VR Converts Archaeology into Virtual Archaeology
With data visualization and virtual reconstruction, archaeology institutions can provide the general public with a real-life perception of how a historical monument or structure may have appeared hundreds of years back—adding a fascinating angle to the ruins and even the partially preserved ones. in fact, virtual archaeology can reignite interest in the science and practice of excavations of the past. This should lead to greater public and institutional interest in the well-being of our historical relics.
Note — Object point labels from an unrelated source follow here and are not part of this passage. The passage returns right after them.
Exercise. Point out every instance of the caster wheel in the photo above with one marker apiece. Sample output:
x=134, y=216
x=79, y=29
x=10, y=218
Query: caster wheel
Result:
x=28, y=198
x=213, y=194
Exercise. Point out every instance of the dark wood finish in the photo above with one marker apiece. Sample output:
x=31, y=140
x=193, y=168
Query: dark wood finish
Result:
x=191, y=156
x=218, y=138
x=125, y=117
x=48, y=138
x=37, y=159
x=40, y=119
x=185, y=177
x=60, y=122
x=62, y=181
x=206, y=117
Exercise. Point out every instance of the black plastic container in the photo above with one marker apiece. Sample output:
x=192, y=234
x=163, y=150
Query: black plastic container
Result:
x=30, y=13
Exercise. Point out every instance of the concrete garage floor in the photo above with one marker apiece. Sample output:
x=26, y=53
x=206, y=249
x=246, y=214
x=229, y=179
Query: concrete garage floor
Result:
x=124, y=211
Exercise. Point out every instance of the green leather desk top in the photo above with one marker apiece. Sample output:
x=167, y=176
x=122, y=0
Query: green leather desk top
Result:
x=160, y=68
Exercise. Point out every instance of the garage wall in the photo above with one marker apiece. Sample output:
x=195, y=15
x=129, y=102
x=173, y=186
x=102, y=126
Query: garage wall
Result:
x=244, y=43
The technology particularly suits sites which were completely destroyed.
“Increasingly termed virtual archaeology, the latest Virtual Reality tools and software will help archaeological institutions capture digital information and also store, collaborate, share, and display data. Data would include high-definition videos and photos, aerial footage, and laser scans. All of that can be analyzed for better insights into the problems and challenges facing archaeology,” said Brajesh Sachan, Chief Technology Officer (CTO), Deskera, the cloud business software provider.
Integrated Virtual Reality tools can lead to collaborative efforts
Looked at practically, a digital resurrection of the past can lend immense support to ruins such as those in Nalanda (Bihar) or the hundreds of forts and tombs in Delhi that can be brought back to life virtually through the use of three-dimensional laser projection. Such techniques can play a crucial role in facilitating future monument restoration work as well.
“Virtual Reality technology like laser scanning or high-definition imaging can create accurate three-dimensional representations of heritage sites. That could be the next best thing for archaeology enthusiasts,” added Sachan.
Modern cutting-edge tools such as Google Cardboard and other developing technologies can make the exploration of historical monuments a joy ride, much to the astonishment of the public. Moreover, high-quality VR visualizations can be viewed across geographical locations. Additionally, access to archived and digitized historical data can lead to a virtual library that can be accessed by researchers all over the world, thus, bringing archaeologists on a single unified digital platform.